In this project, we explore how to construct such FMAI models and apply them to the diversity of medical settings. Research questions include: 

(i) Construct large-scale FMAI models trained on multi-modal data using self-supervised or semi-supervised algorithms. The algorithm can learn with heterogeneous, mixing data and capture hidden semantic relationships among domains.

(ii) how to efficiently fine-tune FMAI models to a new task using very little labeled sample or ideally without the need for new annotated data (zero-shot learning) [1, 2].

(iii) constructing FMAI models so that they can accept inputs and produce outputs using varying combinations of data modalities (for example, images, text, test results, or any mix of them). This flexible mechanism will allow users to interact with models by customizing queries, making insights easier, and offering more freedom across medical tasks.

(iv) Represent medical knowledge into FMAI so that they can reason predictions on previously unseen tasks and use medically accurate language to explain their outputs.

Our recent works toward these aims include novel intra-inter clustering-based self-supervised algorithms for medical imaging [4], and lvm-med [5], the first large-vision model for medical imaging trained on millions of images with diverse data molarity and body organs.

Figure 1. (a) data type can be used to train the FMAI model, (b) applications of FMAI models in medical settings. Source [3]

Figure 2. LMV-Med algorithm. (left) Overview of the body organs and modalities in our collected dataset; (right) LVM-Med unifies and extends contrastive and instance-based self-supervised learning approaches by specifying the graph’s properties.


[1] Alayrac, Jean-Baptiste, et al. “Flamingo: a visual language model for few-shot learning.” Advances in Neural Information Processing Systems 35, 2022.

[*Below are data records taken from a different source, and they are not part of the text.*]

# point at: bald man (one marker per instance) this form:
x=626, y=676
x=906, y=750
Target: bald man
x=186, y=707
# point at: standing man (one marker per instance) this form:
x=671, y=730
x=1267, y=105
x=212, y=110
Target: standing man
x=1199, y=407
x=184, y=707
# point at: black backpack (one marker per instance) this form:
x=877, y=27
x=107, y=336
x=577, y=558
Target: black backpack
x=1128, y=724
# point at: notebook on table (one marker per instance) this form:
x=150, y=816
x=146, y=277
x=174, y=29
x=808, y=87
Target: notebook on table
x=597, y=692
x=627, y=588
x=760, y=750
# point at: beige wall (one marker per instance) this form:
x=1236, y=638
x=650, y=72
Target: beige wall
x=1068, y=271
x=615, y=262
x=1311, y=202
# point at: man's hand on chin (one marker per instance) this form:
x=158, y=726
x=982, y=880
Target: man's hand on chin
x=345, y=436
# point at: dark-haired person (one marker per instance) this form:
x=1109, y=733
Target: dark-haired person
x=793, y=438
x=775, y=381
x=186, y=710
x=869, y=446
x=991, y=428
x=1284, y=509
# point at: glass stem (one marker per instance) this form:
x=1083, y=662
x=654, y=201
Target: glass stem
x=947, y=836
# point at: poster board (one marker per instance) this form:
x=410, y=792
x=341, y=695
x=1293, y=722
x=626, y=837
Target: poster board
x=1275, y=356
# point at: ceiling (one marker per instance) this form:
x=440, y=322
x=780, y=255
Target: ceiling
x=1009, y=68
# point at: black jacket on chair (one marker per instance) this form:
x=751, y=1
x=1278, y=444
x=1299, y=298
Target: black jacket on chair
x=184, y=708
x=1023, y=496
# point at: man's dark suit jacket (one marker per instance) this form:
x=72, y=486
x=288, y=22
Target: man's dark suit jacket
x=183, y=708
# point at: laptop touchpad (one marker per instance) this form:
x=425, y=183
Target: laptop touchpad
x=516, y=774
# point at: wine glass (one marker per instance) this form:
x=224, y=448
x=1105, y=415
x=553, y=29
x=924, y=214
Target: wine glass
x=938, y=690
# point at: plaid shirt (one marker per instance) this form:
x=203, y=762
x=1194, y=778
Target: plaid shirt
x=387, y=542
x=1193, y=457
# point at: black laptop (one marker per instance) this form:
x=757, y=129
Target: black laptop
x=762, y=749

[2] Brown, Tom, et al. “Language models are few-shot learners.” Advances in neural information processing systems 33, 2020.

[3] Moor, Michael, et al. “Foundation models for generalist medical artificial intelligence.” Nature, 2023.

[4] Nguyen, Duy MH, et al. “Joint self-supervised image-volume representation learning with intra-inter contrastive clustering.” Proceedings of the AAAI Conference on Artificial Intelligence, 2023.

[5] Nguyen, Duy MH, et al. “LVM-Med: Learning Large-Scale Self-Supervised Vision Models for Medical Imaging via Second-order Graph Matching.”, Arxiv Preprint 2023.